The old bank smelled delicious.
Of the village that had stood here before everything had collapsed, seven buildings remained and seven new ones had been constructed from the wreckage of the old.
In the center of everything, the bank was an anchor, not a window broken, not a tile out of place. It had withstood storms before. It would withstand more than that in the future.
And in the middle of the bank, Geraldine Atwater and Clementine Smith had built their ovens.
They kneaded bread on the old marble counter-tops and stacked it for display on the check-signing stations. They took deposits of money or trade goods or ingredients and gave receipts in bread and rolls and pastries, anything they could figure out how to make with what they had.
They’d gone back to the old traditions: The brewery hadn’t stood, but they’d rebuilt it, and they used the yeast from the brewery for their bread. The area was littered with millstones and old museum replicas of mills. They’d used them as a blueprint for a new mill, right next to the bank-cum-bakery.
The area had never stopped farming. They had to borrow from the Amish and the Mennonites to get things back to an old-school way, but they traded with everyone they could still reach, and in the end, Gerry and Clem had enough for their bakery, and the town had enough to eat.
Today was a special day, and today they were baking up a storm. The ovens had been fired since three hours before dawn and now, the bread for the village and the rolls for their sandwiches baked, they were twisting up the braids and the swirls of a grand confection.
Today marked three years since their first loaf had been baked in their new oven. And it marked three and a half years since the day they’d all stepped out of the Great Storm.

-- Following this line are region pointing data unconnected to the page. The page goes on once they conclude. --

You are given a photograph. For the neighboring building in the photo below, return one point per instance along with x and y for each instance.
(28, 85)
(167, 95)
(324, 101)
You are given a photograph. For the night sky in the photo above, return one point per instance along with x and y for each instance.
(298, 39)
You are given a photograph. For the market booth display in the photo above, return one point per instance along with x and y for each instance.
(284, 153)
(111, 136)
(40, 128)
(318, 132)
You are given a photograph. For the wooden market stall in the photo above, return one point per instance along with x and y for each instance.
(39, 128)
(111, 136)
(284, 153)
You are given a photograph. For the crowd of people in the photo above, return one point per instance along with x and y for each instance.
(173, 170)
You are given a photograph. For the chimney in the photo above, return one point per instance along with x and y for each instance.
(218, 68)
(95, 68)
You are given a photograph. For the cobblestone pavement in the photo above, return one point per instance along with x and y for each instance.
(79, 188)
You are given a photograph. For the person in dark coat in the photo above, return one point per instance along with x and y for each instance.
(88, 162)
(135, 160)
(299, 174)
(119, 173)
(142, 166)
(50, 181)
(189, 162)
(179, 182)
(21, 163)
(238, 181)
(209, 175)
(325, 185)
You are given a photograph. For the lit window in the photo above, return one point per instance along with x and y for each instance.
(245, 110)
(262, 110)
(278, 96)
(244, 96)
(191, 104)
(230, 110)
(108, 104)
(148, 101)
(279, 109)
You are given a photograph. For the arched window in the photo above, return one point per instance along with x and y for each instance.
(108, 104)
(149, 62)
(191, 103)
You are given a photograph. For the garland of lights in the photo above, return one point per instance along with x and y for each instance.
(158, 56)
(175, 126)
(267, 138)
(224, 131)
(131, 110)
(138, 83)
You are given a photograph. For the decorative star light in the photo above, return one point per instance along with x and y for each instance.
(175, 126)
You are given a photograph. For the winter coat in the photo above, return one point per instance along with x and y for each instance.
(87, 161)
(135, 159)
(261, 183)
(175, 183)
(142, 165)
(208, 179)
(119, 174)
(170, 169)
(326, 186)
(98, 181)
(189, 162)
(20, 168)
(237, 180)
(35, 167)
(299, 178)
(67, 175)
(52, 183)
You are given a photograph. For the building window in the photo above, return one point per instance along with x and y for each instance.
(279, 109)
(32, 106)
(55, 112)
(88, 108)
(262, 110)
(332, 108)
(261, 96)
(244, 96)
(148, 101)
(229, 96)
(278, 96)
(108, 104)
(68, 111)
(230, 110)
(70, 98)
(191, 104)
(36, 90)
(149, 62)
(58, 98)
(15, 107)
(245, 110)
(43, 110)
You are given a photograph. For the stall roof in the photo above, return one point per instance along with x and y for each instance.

The bread sculpture wouldn’t show the storm, though. Four feet tall and seven feet long, the sculpture would show hands. All of their hands, the whole village, the Amish, the Mennonites, the crazy hermits up the hill. Hands, and a mill wheel, and the framework of a building being pushed into shape.
“Should we call it Thanksgiving, do you think?” Gerry twisted the gnarled knuckles of Eli Schneiderman’s old hands into the dough in front of her.
“Nah, that already means something. Call it…. Call it Friendship. No. Community Day.” Clem added a line of cinnamon to the millwheel. “The sweetness of a true community.”